The EUR/USD currency pair is seeing a recovery towards the 1.0300 level during the European trading session on Friday, following a challenging start to the year. Despite the rebound, the outlook for EUR/USD remains bearish in the near term, with expectations centered around upcoming economic data.
On the first trading day of 2025, the pair faced significant downward pressure, plummeting to its lowest point in over two years at 1.0224. While a slight recovery has brought it back above 1.0300, technical indicators suggest that the bearish sentiment is likely to persist. This continued weakness has been largely driven by the strength of the U.S. dollar.
Recent labor statistics from the United States revealed a decrease in weekly Initial Jobless Claims, falling to 211,000 from 220,000 the previous week, outpacing market expectations. The positive labor data reinforced the dollar’s gains, further contributing to the pressure on the EUR/USD pair. Additionally, cautious market sentiment has added to the downward momentum.

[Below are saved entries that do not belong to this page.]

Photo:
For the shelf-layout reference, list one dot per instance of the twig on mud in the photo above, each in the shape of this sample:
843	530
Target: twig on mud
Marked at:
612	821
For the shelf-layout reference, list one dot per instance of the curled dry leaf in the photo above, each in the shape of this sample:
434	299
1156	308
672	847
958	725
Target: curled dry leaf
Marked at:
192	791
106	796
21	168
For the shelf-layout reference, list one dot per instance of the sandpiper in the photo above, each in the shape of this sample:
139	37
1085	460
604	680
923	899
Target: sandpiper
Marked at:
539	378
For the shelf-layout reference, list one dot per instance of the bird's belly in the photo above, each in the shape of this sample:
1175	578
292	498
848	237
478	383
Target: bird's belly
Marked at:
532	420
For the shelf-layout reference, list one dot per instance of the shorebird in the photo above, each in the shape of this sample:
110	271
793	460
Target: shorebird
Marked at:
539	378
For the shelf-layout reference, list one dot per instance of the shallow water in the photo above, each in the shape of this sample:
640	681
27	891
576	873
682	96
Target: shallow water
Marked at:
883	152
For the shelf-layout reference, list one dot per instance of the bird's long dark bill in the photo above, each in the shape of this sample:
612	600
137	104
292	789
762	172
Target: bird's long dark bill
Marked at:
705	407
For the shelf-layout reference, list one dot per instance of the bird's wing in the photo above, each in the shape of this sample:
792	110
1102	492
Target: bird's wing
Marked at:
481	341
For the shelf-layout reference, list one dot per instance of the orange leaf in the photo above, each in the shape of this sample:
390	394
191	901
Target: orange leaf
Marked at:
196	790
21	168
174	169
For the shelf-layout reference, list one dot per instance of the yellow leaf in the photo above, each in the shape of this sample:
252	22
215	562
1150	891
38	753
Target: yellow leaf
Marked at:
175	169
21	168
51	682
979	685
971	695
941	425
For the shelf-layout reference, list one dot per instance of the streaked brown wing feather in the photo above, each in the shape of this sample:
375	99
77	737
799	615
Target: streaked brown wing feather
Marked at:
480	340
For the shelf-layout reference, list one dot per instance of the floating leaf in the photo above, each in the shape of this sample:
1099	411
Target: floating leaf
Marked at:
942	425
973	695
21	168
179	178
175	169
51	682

Traders will be attentive to the forthcoming ISM Manufacturing Purchasing Managers Index (PMI) data for December, which is anticipated to reflect a continuation of the previous month’s reading at 48.4. Experts will also examine the inflation component, the Prices Paid Index, expected to increase from 50.3 to 51.7. A stronger-than-expected inflation figure could bolster the dollar, complicating the situation for the EURO . Conversely, a disappointingly low PMI could lead to a reversal in momentum for the currency pair.
From a technical perspective, the Relative Strength Index (RSI) on the 4-hour chart has shown improvement, moving above the 30 mark from a low of near-20, indicating that while a correction may have occurred, the overall bearish trend remains intact. Resistance levels are identified at 1.0300 and 1.0350, while support is noted at 1.0240 and eventually at 1.0200 and 1.0160.